Packing up 'Unpacking Freight' (for now)

By Kyle Shelton, CTS Director    

Unpacking Freight: From Producers to Front Doors

Going into 2025, we at CTS suspected that a wide gap exists between the indispensability of freight transportation to our everyday lives and—for most of us—our relative lack of knowledge about it. 

Taking a step back, it’s really nothing short of miraculous that a single item produced thousands of miles away arrives at its destination following a journey through ports, transfer stations, intermodal terminals, cargo bays, and loading docks via trains, trucks, ships, bicycles, planes, and/or feet en route to its final stop. 

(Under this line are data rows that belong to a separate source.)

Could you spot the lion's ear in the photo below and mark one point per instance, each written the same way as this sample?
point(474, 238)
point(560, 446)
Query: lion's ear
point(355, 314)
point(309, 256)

We aimed to help close this perceived gap by laser focusing on freight through our annual theme, “Unpacking Freight: From Producers to Front Doors.” 

We kicked off the theme with a compelling keynote address at our annual research conference in November 2024 as Anne Goodchild of the University of Washington’s Urban Freight Lab presented “Innovation in Urban Freight.” A fitting bookend to this beginning of our freight journey was a keynote by Alison Conway of The City College of New York at our 2025 conference last month: “E-Commerce Evolution and Its Implications for Transportation Planning and Infrastructure Design.” 

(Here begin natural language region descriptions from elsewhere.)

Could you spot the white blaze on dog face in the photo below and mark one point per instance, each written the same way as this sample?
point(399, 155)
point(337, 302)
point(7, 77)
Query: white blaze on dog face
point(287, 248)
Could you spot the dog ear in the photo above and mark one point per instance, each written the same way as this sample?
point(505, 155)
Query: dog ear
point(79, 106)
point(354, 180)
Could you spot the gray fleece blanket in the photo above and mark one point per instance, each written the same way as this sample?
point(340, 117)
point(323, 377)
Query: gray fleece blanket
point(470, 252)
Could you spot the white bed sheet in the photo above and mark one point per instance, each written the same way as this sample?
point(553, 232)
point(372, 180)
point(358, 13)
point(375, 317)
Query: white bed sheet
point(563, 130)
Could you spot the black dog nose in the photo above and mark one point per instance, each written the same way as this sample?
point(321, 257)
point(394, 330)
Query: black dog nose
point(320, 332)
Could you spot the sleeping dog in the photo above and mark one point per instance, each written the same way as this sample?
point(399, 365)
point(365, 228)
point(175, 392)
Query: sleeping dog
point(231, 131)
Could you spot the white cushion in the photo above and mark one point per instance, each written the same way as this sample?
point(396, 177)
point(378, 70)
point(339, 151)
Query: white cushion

Between those coastal perspectives focused on the movement of freight to and within urban centers, we drew on the expertise of our well-established partners—including the Minnesota Freight Advisory Committee, Executive Committee members, the Transportation Policy and Economic Competitiveness Program team, and our Councils—to support a spectrum of engagement. Topics spanned general interest, such as our Freight 101 series of webinars focused on the Minnesota State Freight Plan; the movement of goods via rail, road, air, river, and lake; and the journey of a coffee bean from plant to cup. We also dove deeper on topics such as freight and commercial vehicle safety in roundabouts, advanced aviation freight, the use of e-bikes for transporting cargo, and regional food supply chains in southern Minnesota.

We were also grateful to expand our partnerships to cover new territory and topics. Throughout the year, Senior Fellow Robin Hutcheson provided valuable advice, insights, and ideas informed by her unique experience as a transportation leader at the federal and municipal levels. As the year progressed, the contrasts between the largely private freight world (focused on moving goods) and the largely public infrastructure world (focused on moving people) stood out. Robin helped us program and facilitate a workshop that brought together both new and familiar voices from each of these areas to find common ground for action and awareness.

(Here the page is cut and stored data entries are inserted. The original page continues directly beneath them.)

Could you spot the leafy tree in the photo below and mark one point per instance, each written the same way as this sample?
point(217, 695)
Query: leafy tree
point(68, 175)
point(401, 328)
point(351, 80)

Another eye-opening topic we helped foreground is that of cargo theft and fraud, to which hundreds of millions of dollars are lost each year. During a workshop and public roundtable, experts addressed this issue through frank and open conversation with industry leaders, policymakers, law enforcement, and others to bring to light some of the delicate—and troubling—issues behind this growing threat to our economy. One takeaway (of many): the University of Minnesota may have another role to play here as the trusted host of data to inform shippers and reverse this trend. 

As CTS wraps up “Unpacking Freight" as our 2025 theme, we certainly won’t leave this topic “on the dock.” Keep your eyes open for our coverage of outcomes from the annual Freight and Logistics Symposium (held just last week)—which we have been proud to convene for 28 years. The lessons we’ve learned exploring freight and logistics and the relationships we’ve developed will continue to inform our work year after year into the future.